Qantas announced Monday that the imposition of fuel surcharges on its international and domestic fares was a legitimate and prudent response to unprecedented increases in the cost of oil.
The Chief Financial Officer of Qantas, Mr Peter Gregg, said an article in Saturday’s Sydney Morning Herald and comments in that article and previous articles suggesting that Qantas did not require the surcharge were totally wrong.

“The statement by ABN Amro analyst Anthony Srom that surcharges are ‘money for jam’ and ‘largely unnecessary’ are malicious as well as stupid,” he said.

Mr Gregg said that while Qantas had paid heavily to hedge itself against the rise in the price of oil it was still exposed to price movements, particularly for jet fuel.

“Fuel represents around 20 per cent of our operating expenditure.
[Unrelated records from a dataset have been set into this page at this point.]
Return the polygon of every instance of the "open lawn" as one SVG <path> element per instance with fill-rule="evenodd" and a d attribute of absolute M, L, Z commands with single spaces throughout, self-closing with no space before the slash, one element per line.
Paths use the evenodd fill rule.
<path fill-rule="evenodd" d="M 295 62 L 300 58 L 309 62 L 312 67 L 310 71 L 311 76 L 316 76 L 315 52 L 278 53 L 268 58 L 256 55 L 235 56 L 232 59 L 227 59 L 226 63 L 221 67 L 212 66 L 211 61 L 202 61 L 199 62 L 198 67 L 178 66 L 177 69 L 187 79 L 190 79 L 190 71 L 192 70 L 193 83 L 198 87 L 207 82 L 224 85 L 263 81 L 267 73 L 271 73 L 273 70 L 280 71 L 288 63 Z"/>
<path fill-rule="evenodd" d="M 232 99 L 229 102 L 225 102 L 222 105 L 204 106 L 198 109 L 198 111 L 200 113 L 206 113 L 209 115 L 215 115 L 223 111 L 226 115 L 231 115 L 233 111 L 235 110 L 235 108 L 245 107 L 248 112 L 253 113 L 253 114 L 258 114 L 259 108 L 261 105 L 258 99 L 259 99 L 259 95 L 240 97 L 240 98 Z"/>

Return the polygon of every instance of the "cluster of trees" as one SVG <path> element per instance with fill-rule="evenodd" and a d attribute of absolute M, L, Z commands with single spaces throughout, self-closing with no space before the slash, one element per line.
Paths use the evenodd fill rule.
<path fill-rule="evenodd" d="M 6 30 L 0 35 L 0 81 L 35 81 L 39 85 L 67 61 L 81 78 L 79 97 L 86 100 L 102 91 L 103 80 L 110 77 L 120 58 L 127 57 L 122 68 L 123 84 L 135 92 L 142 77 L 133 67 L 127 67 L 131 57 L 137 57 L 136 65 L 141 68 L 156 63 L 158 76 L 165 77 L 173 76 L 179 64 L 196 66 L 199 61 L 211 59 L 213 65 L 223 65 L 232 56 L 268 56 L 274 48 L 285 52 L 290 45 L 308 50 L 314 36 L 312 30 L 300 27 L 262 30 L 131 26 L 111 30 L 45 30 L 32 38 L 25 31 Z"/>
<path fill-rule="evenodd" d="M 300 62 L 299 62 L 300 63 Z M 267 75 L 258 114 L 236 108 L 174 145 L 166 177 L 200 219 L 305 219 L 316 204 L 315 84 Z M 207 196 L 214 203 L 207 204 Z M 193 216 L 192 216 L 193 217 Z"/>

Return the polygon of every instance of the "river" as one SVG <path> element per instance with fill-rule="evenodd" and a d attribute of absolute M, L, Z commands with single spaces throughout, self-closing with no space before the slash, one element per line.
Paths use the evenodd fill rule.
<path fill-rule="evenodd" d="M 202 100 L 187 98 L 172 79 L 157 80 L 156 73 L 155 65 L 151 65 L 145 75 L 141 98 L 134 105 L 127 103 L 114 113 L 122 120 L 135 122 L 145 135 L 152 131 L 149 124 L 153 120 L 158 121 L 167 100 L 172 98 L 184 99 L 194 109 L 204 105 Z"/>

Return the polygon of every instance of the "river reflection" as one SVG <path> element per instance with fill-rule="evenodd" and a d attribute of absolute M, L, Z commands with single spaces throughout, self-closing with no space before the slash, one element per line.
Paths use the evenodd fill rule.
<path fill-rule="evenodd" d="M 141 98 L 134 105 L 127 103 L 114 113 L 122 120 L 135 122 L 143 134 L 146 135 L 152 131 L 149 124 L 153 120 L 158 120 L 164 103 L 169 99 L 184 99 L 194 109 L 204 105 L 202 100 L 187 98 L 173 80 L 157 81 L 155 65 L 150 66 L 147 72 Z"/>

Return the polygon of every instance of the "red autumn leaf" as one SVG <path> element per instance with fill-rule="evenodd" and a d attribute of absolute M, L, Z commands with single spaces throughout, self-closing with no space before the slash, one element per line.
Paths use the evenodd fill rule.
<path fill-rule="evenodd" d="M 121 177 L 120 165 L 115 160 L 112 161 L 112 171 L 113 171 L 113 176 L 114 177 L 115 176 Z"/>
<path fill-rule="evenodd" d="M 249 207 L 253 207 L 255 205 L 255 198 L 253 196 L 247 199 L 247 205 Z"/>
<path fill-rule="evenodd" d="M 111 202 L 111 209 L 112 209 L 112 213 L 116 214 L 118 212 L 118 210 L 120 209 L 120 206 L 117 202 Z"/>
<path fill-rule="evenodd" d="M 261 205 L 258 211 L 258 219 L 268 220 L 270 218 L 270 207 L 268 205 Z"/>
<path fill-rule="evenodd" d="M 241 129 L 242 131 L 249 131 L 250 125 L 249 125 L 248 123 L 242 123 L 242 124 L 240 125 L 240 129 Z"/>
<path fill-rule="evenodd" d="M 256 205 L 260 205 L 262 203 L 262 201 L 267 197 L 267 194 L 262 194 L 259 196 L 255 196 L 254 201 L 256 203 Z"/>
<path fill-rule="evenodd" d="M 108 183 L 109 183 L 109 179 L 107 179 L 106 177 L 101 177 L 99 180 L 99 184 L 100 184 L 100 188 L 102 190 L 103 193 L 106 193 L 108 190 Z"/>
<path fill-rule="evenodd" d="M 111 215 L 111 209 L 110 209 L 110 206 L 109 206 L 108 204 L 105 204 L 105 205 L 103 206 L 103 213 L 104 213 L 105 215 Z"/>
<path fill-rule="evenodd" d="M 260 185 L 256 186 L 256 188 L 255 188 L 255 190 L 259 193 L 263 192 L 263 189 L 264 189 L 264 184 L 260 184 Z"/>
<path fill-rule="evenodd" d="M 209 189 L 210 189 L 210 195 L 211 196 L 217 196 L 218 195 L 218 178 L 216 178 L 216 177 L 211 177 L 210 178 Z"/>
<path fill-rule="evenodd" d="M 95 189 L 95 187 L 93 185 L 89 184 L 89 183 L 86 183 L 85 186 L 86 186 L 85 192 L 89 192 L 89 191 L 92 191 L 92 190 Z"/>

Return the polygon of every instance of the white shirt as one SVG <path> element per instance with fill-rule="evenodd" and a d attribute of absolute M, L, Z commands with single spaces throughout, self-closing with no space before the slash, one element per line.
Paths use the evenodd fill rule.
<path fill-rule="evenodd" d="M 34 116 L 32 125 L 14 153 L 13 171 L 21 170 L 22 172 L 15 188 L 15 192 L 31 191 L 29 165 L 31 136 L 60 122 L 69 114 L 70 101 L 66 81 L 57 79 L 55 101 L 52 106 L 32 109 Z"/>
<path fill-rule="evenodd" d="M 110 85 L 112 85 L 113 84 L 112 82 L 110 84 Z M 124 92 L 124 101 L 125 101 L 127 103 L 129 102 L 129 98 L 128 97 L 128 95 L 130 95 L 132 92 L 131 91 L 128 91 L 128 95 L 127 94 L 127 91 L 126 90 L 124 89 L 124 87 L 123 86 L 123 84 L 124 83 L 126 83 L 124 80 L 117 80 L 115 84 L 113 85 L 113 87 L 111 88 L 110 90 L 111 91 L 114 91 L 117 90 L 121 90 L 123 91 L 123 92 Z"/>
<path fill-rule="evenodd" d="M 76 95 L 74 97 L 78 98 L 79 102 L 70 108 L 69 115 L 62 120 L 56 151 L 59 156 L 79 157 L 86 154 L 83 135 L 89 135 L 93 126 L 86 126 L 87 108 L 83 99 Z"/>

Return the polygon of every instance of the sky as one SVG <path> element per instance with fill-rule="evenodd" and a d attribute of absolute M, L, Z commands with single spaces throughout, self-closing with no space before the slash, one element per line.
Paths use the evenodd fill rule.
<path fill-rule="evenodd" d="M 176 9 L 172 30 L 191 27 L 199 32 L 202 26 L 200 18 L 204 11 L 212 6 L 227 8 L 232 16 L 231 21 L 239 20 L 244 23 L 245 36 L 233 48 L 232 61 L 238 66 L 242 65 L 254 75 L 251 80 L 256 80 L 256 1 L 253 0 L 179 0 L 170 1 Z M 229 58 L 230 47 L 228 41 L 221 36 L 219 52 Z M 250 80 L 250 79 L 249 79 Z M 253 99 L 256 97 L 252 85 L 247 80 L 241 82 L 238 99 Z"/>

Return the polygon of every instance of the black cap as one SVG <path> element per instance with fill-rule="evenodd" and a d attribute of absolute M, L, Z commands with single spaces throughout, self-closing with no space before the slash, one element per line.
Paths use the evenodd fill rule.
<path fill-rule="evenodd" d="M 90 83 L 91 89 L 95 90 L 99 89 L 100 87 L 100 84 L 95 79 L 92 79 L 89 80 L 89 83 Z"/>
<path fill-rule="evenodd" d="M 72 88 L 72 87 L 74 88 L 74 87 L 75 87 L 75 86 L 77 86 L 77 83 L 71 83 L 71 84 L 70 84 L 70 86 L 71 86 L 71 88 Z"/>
No amount of fuel hedging could cover the recent price increases,” he said.

Mr Gregg said Qantas had decided to release details of its cost of fuel to counter these unfounded claims.


Mr Gregg said:

- Qantas’ fuel bill for 2004/05 was now $560 million ahead of the bill for 2003/04, not allowing for any increase in capacity;

- hedging and the three fuel surcharges would recover $360 million of this; and

- the airline still faced an increase of $196 million over last year which was not budgeted for in the 2004/05 financial year.

Mr Gregg said that just about every airline in the world, hedged or unhedged against these increases, had found it necessary to impose multiple surcharges.

“Qantas is an efficient airline relative to most of its peers, but it is not immune to the rapidly escalating price of oil, which also shows early signs of dampening the demand in the wider community.

“Indeed, despite our efficiencies, hedging and surcharges, we will now have some difficulty in meeting our budget requirements for 2004/05,” he said.

Qantas first announced a fuel surcharge of $6 per sector for domestic travel and $15 a sector for international travel in May. Qantas increased the surcharge in August, to $10 a sector for domestic and $22 a sector for international travel. Last week, the airline announced a further increase as a result of continued escalation in the price of oil, with the domestic surcharge going to $12 a sector and the international to $29 a sector from 20 October.